Aug 29 2009

VCS practices over features

I've often heard people I know and respect say that git is leaps and bounds better than Subversion . I've been a relatively early adopter of git, it's been my VCS of choice for almost two years now. Even though I find it superior to most of the competition I struggle to justify the "leaps and bounds" claim and would rather more modestly call it "a step forward".

This is probably due to the practices we find benefit our development process. Git puts great emphasis on branching, something we generally tend to avoid (to clarify, I'm not referring to local branching). We concentrate on feedback based on the usage of our applications. This means that we strive to commit as often as possible and, most importantly, deploy to production at a constant rate. Grossly simplified, the process is: identify a small coherent feature, build it, commit it to the master branch and deploy. No part of the codebase is owned by a subdivision of the team, everyone works on everything.
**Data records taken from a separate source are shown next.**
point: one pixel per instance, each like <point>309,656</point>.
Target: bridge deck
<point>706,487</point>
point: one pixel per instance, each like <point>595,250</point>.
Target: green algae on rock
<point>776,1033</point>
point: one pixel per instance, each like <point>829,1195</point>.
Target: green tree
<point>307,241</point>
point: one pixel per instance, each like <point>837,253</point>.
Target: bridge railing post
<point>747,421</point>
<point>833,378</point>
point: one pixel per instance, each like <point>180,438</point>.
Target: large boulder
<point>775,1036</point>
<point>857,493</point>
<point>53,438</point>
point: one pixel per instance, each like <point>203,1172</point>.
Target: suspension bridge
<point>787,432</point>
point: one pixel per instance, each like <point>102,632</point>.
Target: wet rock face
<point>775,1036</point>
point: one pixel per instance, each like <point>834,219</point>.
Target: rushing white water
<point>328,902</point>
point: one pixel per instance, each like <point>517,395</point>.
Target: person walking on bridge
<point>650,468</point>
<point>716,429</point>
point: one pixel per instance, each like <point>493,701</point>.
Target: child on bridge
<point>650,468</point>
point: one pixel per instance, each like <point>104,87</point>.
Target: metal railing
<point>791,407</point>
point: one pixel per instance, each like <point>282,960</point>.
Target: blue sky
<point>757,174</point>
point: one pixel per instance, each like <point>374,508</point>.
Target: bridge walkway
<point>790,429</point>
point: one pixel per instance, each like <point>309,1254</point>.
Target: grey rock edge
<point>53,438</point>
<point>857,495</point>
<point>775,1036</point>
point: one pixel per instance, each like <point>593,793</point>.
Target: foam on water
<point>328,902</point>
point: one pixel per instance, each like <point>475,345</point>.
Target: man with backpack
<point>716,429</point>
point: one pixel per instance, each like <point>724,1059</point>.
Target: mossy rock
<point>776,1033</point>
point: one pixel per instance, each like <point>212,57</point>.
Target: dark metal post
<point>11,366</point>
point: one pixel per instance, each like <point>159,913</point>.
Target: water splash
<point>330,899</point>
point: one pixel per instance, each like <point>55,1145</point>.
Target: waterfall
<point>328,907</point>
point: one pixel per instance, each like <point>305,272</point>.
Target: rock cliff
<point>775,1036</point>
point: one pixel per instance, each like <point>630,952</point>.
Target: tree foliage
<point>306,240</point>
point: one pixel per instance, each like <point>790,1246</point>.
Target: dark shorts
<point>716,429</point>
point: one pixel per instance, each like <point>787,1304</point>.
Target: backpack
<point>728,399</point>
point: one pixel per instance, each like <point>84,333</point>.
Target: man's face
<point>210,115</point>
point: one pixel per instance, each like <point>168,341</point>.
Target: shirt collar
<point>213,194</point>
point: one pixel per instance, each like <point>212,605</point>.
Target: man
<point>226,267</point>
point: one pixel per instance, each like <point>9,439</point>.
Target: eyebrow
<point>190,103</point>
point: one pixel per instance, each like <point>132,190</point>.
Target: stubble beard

By far the most popular git commands we issue are git pull, git add and git push, not that different to svn update and svn commit.

When I first started using git I was wondering if I had developed a fear of branching because of Subversion's inefficiencies in that area. In reality, I think that an environment where every developer constantly has an up to date understanding of the codebase and especially a current grasp of the design and overall vision will always be more efficient than working remotely and having merge checkpoints, no matter how cleverly the VCS handles branching. This is why I think a faster, distributed, superior at merging VCS is not something more dramatic than a desirable step forward.